This invention relates to therapies, diagnostics, and research reagents for disease states which respond to modulation of the expression of protein kinase C. In particular, this invention relates to antisense oligonucleotides specifically hybridizable with nucleic acids relating to protein kinase C. These oligonucleotides have been found to modulate the expression of protein kinase C. Palliation and therapeutic effect result.
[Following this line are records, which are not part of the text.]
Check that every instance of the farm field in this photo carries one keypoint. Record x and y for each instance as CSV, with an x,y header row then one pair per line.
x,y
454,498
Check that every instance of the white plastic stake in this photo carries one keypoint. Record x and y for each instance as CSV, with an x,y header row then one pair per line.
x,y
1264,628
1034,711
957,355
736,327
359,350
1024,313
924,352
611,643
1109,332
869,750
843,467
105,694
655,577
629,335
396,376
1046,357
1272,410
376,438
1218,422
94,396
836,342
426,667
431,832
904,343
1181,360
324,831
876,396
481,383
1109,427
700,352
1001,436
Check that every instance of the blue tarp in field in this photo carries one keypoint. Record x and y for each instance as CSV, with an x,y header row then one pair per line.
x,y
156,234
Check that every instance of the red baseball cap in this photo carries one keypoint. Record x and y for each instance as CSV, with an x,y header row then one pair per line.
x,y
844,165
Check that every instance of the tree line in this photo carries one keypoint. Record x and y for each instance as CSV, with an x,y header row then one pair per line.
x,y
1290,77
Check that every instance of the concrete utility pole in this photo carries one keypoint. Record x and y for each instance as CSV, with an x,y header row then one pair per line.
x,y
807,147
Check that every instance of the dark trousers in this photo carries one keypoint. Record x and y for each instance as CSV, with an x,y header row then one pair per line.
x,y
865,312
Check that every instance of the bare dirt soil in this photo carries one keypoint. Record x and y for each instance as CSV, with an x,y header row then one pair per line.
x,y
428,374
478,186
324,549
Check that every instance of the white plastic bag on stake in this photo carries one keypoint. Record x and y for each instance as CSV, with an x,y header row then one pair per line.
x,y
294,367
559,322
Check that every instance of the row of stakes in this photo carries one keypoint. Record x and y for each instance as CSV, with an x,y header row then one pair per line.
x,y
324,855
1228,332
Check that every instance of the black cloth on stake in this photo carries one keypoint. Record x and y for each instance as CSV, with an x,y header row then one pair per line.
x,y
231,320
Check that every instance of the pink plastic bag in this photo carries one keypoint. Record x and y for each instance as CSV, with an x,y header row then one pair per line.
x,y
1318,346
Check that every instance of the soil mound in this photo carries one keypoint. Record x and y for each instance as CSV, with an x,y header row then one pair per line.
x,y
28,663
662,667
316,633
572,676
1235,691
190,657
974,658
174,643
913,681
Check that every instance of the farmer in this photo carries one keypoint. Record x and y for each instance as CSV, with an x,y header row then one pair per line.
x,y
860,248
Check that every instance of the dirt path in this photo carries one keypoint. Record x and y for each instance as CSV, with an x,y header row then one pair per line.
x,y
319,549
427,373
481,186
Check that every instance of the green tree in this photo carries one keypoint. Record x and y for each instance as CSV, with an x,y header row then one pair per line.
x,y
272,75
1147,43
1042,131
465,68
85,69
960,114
BACKGROUND OF THE INVENTION

The phosphorylation of proteins plays a key role in the transduction of extracellular signals into the cell. The enzymes, called kinases, which effect such phosphorylations are targets for the action of growth factors, hormones, and other agents involved in cellular metabolism, proliferation and differentiation. One of the major signal transduction pathways involves the enzyme protein kinase C (PKC), which is known to have a critical influence on cell proliferation and differentiation. PKC is activated by diacylglycerols (DAGs), which are metabolites released in signal transduction.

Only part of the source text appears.